The results are, of course, known to all, as the blitterstaff has been a standard antiautomata weapon for hundreds of years. But recall that de Towaji had no history to fall back on; he invented the thing right there and then, with little time for a careful consideration of its properties. Try to imagine, then, his sense of stunned relief and triumph, when the advancing robots screamed and bled and melted at his touch! Six of them toppled immediately: masses of twitching, disorganized, heterogeneous matter that ruined the floor wherever they fell, warping and buckling it with blitter scars.
Six more robots advanced over the smoldering carcasses of their brethren. Six more fell. Some few of the victims retained, at least approximately, the shapes their creator had given them, but as for function , not one of them remained conscious or coherent for longer than a few milliseconds.
Cheng Shiao had meanwhile given a good account of himself, having completely dismembered three of the robots through a series of carefully aimed strikes.

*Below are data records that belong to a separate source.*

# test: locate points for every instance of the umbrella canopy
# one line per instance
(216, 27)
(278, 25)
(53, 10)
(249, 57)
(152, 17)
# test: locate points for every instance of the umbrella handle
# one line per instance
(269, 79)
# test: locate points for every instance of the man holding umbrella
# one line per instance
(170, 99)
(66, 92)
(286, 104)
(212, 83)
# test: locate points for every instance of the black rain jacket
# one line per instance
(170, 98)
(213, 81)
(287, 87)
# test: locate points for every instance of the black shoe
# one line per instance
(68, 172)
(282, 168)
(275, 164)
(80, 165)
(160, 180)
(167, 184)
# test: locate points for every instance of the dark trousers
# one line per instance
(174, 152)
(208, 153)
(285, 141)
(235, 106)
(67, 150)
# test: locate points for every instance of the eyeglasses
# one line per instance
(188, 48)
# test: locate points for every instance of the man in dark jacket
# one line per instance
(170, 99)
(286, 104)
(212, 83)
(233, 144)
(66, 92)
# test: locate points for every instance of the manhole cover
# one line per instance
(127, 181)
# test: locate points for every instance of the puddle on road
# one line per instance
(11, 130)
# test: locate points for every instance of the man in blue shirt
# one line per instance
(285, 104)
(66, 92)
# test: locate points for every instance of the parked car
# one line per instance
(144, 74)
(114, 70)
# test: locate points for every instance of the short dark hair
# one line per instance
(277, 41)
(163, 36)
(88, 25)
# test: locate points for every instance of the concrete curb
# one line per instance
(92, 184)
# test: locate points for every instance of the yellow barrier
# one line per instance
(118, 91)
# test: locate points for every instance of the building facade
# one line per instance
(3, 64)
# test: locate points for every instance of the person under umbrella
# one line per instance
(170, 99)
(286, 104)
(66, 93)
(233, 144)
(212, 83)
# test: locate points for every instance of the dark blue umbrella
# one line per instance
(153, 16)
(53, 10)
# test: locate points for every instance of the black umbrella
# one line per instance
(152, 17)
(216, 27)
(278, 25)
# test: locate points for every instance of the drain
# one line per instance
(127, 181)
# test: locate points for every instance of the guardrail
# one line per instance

Their severed arms and legs, littering the deck around him, naturally fought on, but mindlessly, their distant heads and torsos unable to advise them.
But Shiao was sorely pressed, his spacesuit a mess of burns and gouges, his helmet dome spiderwebbed with cracks. Angry robots surrounded him three rings deep, and their bludgeoning claws struck at him again and again, with telling blows. He staggered, lurched, fought as madly and yet also as carefully as his skills and training permitted. But it wasn’t enough. His doom was certain.
Bruno, realizing the power of this thing he carried in his hands, had become a bit giddy with it all. He advanced on the robots, screaming and laughing in a voice that none would recognize, and dashed them one by one to oil-smeared flinders.
“Awayf Away!” he shouted, and while robots are incapable of fear, their controlling software does have some inkling of caution. Walking directly into a weapon, or holding still while one is wielded against them, is inefficient compared to a duck-and-roll attack or even a simple outflanking maneuver. So Shiao’s attackers, becoming aware of the blitterstaff in their midst, began to shrink back from it as though afraid. They would have dived for Bruno’s knees, surely, or ducked aside to get behind him, if he weren’t whirling the thing around him with such crazy abandon.
One by one, they slipped into its range and were destroyed, and with each fallen comrade, the panic of the others seemed to increase. Soon they were ignoring Shiao entirely, stumbling over each other in their press to escape. Bruno shouted his laughter over and over, all the bottled rage finding its outlet at last. Even Shiao cringed before him.